O protocolo MAC usado em redes IEEE 802.11 se chama CSMA/CA (Carrier Sense Multiple Access/Collision Avoidance). Ele foi desenhado para prover um acesso justo e equitativo entre as WSTA, de forma que em média todas tenhas as mesmas oportunidades de acesso ao meio (entenda isso por "oportunidades de transmitirem seus quadros"). Além disso, em seu projeto foram incluídos cuidados para quue colisões sejam difíceis de ocorrer, mas isso não impede que elas aconteçam. Os procedimentos e cuidados do MAC para evitar e tratar colisões apresentam um certo custo (overhead), que impedem que as WSTA aproveitem plenamente a capacidade do canal sem-fio. Consequentemente, a vazão pela rede sem-fio que pode de fato ser obtida é menor que a taxa de bits nominal (por exemplo, com IEEE 802.11g e taxa de 54 Mbps, efetivamente pode se obter no máximo em torno de 29 MBps).

O protocolo CSMA/CA implementa um acesso ao meio visando reduzir a chance de colisões. Numa rede sem-fio como essa, não é possível detectar colisões, portanto uma vez iniciada uma transmissão não pode ser interrompida. A detecção de colisões, e de outros erros que impeçam um quadro de ser recebido pelo destinatário, se faz indiretamente com quadros de reconhecimento (ACK). Cada quadro transmitido deve ser reconhecido pelo destinatário, como mostrado abaixo, para que a transmissão seja considerada com sucesso.

Wlan-ack.png
Envio de um quadro de dados, com subsequente reconhecimento (ACK)

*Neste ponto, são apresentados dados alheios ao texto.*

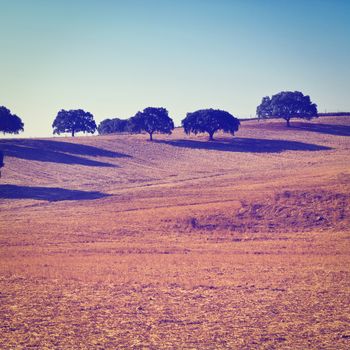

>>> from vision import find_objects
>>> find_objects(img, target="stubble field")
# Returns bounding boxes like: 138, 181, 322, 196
1, 116, 350, 349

O não recebimento de um ACK desencadeia uma retransmissão, de forma parecida com o procedimento de retransmissão do CSMA/CD ao detectar colisão. Antes de efetuar uma retransmissão, o MAC espera um tempo aleatório denominado backoff (recuo). Esse tempo é sorteado dentre um conjunto de possíveis valores que compõem a Janela de Contenção (Cw - Contention Window), representados no intervalo [0, Cw]. O valor de Cw varia de (15 para IEEE 802.11a/g/n e 31 para 802.11b) a (1023), e praticamente dobra a cada retransmissão de um mesmo quadro. A figura abaixo ilustra as janelas de contenção para retransmissões sucessivas.

Wlan-backoff.png
Backoff para retransmissões sucessivas


Resumidamente, o protocolo MAC usa basicamente dois mecanismos principais para fazer o acesso ao meio:

  • Antes de uma transmissão, verifica-se se o canal está livre. Caso não esteja, deve-se primeiro aguardar que fique livre.
  • Cada quadro transmitido deve ser confirmado pelo receptor. Isso quer dizer que o receptor deve enviar um quadro de confirmação para o transmissor (ACK). Se esse quadro ACK não for recebido, o transmissor assume que houve um erro. Nesse caso, o transmissor faz uma retransmissão.
  • Antes de uma retransmissão o transmissor se impõem um tempo de espera aleatório chamado de backoff. A duração máxima do backoff depende de quantas retransmissões do mesmo quadro já foram feitas.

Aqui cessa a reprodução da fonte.